Considerei o trocadilho do meu irmão e concluí:
-Foi o parto da expressão “erro crasso”. Na batalha Brasil e Alemanha, vamos dizer assim, tivemos o “erro felipônico”.
-O Felipão teve a mesma soberba desse general.
Daniel concordou com o pai, mas na sua versão folgazã.
-Sim; enquanto o “Erro Crasso” pensava que tinha o melhor exército do mundo, o “Erro Felipônico” achava que tinha a melhor seleção do mundo.
-E um comandante tem de avaliar bem os seus comandados o que o Felipão não fez.
-Ele tinha de ver aquela babaquice de jogadores entrarem em campo, perfilados, com um colocando a mão no ombro do outro, coisa de colégio primário; de choradeiras; de o Tiago Silva desabar nos braços dele porque o Brasil teria de disputar a vitória nos pênaltis contra o Chile, logo ele que era o capitão. - corroborou o Claudio minhas palavras, porém, com menos paciência do que eu.
-Ele já vinha dizendo e fazendo muita besteira. - tirou o Felipão até o meu sobrinho do seu espírito brincalhão.
-Uma lambança dessa não se improvisa; isso vem de longe.
-Por um lado, foi boa essa goleada.
-Por muitos lados, Claudio. - salientei.
-A pancada que o Neymar levou nas costas, no jogo contra o Chile, teve muito mais repercussão na mídia do que o viaduto que caiu em Belo Horizonte, superfaturado, construído às pressas com material de quinta categoria para a Copa, e com mortes. - indignou-se.

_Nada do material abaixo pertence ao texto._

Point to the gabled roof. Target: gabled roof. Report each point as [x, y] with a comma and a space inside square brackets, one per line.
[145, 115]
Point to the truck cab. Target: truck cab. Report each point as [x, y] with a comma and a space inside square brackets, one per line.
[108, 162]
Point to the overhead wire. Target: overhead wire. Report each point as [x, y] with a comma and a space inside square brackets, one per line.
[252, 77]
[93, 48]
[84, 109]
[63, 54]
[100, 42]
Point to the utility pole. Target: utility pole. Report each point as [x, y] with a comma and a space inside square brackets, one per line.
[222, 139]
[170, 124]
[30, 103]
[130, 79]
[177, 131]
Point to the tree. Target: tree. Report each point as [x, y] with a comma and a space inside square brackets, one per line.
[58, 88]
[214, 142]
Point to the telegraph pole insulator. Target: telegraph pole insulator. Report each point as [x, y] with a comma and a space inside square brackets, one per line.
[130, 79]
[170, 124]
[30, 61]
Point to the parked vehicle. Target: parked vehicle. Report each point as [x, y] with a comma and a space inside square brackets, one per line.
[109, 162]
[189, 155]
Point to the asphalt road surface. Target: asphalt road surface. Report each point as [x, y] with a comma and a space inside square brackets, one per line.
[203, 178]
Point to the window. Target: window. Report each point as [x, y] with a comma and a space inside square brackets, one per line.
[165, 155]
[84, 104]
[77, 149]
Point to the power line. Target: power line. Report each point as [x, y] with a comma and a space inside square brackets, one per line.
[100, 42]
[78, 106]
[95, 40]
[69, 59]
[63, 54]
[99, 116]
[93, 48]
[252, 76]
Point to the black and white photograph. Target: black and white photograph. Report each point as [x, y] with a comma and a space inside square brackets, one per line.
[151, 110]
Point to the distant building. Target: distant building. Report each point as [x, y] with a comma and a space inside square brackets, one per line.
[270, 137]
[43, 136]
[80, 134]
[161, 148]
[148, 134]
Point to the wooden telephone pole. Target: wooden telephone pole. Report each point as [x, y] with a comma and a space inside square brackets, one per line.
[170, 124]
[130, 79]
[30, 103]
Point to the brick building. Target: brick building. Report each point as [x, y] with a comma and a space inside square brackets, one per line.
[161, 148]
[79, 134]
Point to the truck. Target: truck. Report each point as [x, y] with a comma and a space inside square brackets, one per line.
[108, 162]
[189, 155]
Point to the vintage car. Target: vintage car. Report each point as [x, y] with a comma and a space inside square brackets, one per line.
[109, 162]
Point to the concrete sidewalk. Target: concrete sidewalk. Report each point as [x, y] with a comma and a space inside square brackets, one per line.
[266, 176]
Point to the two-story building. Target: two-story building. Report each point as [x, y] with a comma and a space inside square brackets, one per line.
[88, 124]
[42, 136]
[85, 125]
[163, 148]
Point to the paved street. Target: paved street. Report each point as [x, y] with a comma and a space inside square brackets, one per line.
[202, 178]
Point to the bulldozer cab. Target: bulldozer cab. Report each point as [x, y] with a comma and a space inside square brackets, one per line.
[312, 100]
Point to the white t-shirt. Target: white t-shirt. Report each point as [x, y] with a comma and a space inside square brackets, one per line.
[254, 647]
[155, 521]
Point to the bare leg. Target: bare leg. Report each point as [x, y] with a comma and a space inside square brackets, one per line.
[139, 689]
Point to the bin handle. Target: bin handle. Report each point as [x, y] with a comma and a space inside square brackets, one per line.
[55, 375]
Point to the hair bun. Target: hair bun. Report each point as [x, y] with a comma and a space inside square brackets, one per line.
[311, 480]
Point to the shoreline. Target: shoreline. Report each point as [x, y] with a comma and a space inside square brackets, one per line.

-Eu estava assistindo a uma partida na TV Globo, enquanto o locutor informava que o Neymar era conduzido por uma ambulância para a sua mansão, no Guarujá. Ao mesmo tempo, ele lamentava não poder interromper a transmissão do jogo para mostrar essa chegada do Neymar, porque as imagens do jogo eram geradas pela FIFA.
-E você, Carlão?
-Soltei um palavrão e mudei de canal.
Nesse instante, apareceu a Gina com o braço na tipoia.